The Transformers Rant
“It’s really amazing that a lot of people liked the movie. Some dude from my college who is on Myspace asked me to explain why I didnt like it. I was like, how can I even begin to explain that this movie is bad to someone who likes it. It’s like someone walking over to you and asking you why you don’t like to eat dog shit” – email I received
I have seen several movies lately, the most recent being Harry Potter and the Order of the Phoenix, which was notable for three reasons: 1) it is an astoundingly creepy movie, commendably so; 2) Harry looks like he should be playing striker in the English Premier League at this point, he’s so old; 3) we used our tickets to get 10 percent off our post-movie meal at a local diner.*
Previous to Harry Potter, I saw Transformers, a trauma into which I have delved slightly on this blog.** I will attempt to discuss this experience further, but I’m not sure the scars have completely healed, so you must forgive me if I falter. This was the single worst piece of film-making I have ever seen, without question. Though I stayed until the conclusion of the 2 and a half hour a[xxx]tion of the ideals of humanity and the good of the civilized world, I would rather watch the only film on which I have walked out — Problem Child 2 — on loop, with my eyes jammed open, than revisit Transformers in the theater. I would rather find a time machine, travel to the instant before I was to buy my ticket and break my kneecaps—both of them—to prevent me from seeing this film, and then stab myself in the eyes just to be sure I got the point across. I would rather watch NASCAR with Bill O’Reilly or date Ann Coulter. If Hillary Clinton ran for president on a “No Transformers sequel” platform, I would vote for her. Twice. In each election.
With its pornographic, incomprehensible violence; its mosaic of plagiarized scenes from Top Gun, Batman, The Matrix, Armageddon and Independence Day, to name, oh, about half; to its jerkoff message of American greatness brought to you by the U.S. military, Hasbro, about 15 people who should be/are supermodels, Autobots and Ford, the movie might as well be entitled An Open Letter to al Qaeda.*** Or, better yet, why not just call it Bullseye? This is the low point in American/western “culture” as I know it, edging out George W. Bush’s re-election, in which less than .5 percent of the world’s population decided that the remaining 99.5+ percent deserved to be miserable because they preferred a President who was “like them” instead of one who was “qualified to lead the world.” Unfortunately, the Transformers phenomenon cuts across party lines, meaning something closer to 1 percent of the world’s population has decided they’d rather sit in a movie theater and masturbate to explosions, Megan Fox the American flag than develop a cogent thought on, well, anything. We can’t save us from ourselves—that much is clear—so maybe toys can do it! Whoopee!
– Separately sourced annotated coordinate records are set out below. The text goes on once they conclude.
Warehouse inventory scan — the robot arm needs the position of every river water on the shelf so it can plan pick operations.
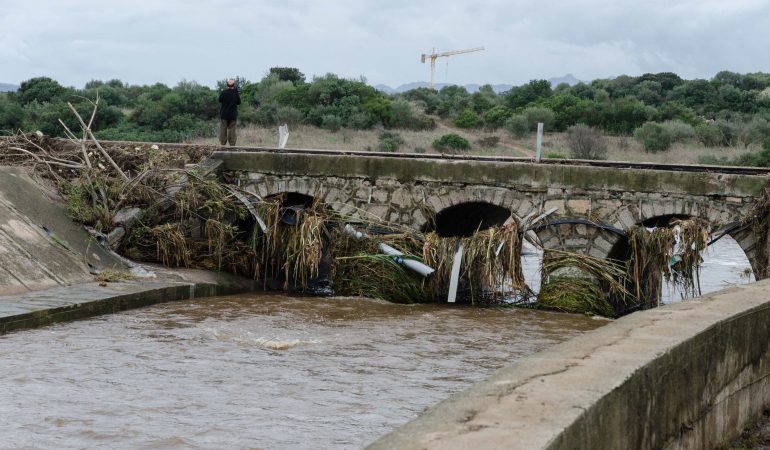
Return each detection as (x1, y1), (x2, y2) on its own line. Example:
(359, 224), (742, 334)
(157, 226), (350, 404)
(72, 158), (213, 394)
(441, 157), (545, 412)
(0, 240), (751, 449)
(0, 294), (605, 449)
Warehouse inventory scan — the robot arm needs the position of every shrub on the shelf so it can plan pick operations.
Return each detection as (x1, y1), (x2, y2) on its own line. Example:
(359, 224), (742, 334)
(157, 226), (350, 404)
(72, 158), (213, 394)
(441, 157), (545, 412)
(567, 123), (607, 159)
(431, 133), (471, 151)
(321, 114), (342, 133)
(634, 122), (671, 153)
(661, 120), (695, 142)
(522, 106), (554, 131)
(695, 123), (724, 147)
(484, 105), (513, 130)
(275, 106), (305, 125)
(476, 136), (500, 148)
(377, 131), (404, 152)
(455, 109), (481, 128)
(505, 114), (529, 138)
(732, 139), (770, 167)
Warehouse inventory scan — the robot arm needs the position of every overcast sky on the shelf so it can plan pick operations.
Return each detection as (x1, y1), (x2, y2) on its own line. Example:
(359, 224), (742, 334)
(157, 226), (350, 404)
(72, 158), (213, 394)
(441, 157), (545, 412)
(0, 0), (770, 87)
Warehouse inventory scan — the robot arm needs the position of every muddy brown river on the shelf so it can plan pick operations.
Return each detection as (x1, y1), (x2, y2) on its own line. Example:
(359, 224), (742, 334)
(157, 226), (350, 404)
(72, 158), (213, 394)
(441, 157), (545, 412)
(0, 294), (605, 449)
(0, 238), (753, 449)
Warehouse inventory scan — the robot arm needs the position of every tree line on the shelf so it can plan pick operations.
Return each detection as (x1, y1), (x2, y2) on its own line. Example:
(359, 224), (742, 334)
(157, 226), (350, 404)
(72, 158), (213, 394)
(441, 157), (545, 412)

We are literally worshiping toys. Not ideas. Not greatness. Not even goodness or averageness or mediocrity or Kansas City Royals-like futility. Toys. Things of play. The Transformers movie isn’t the start of this; my friends remember individual Transformers episodes and characters from the 1980s, and I have no idea how they do this. Crap like that was supposed to be amusing and disposable (I watched the cartoon religiously), but it’s the trash on which we’ve built our society. Sometimes I think I’m the crazy one, and then I see Transformers, and I realize that it’s not that everyone has lost their goddamn mind: it’s that they don’t work anymore. This is normal. It’s normal to go to a movie theater and watch controlled detonations on sound sets with pretty people running, all slowed down so that you can take in every inch of it in the most overwhelming sensory manner possible. Harry Potter is the world of one woman’s incredible imagination, and stimulates the brain as much as the eyes; Transformers was dreamed up by Hasbro executives who wanted you to spend money on their toys instead of, you know, buying healthier food or something. Not that health food was all the rage in the 1980s, but it’s not like we’re getting smarter. We’ve just stopped acting like idiots in a very small way, but we still destroy the planet (and argue about it?!?!) and give millions of dollars to an asshole like Michael Bay, a man whose defining feature is his ability to hold a giant mirror up to us and show us, exactly how vapid and soulless we are.
* Had I done this with Transformers, I would feel the absolutely tiniest bit better.
** I also saw Rashomon, and it was excellent.
*** It is worth noting that the entire movie would have been redeemed if John Turturro had been dressed as “The Jesus” from The Big Lebowski in his role as a bizarro over-acting FBI agent. Transformers would have been instead been exposed as a critique of our society, and a brilliant one at that. Alas.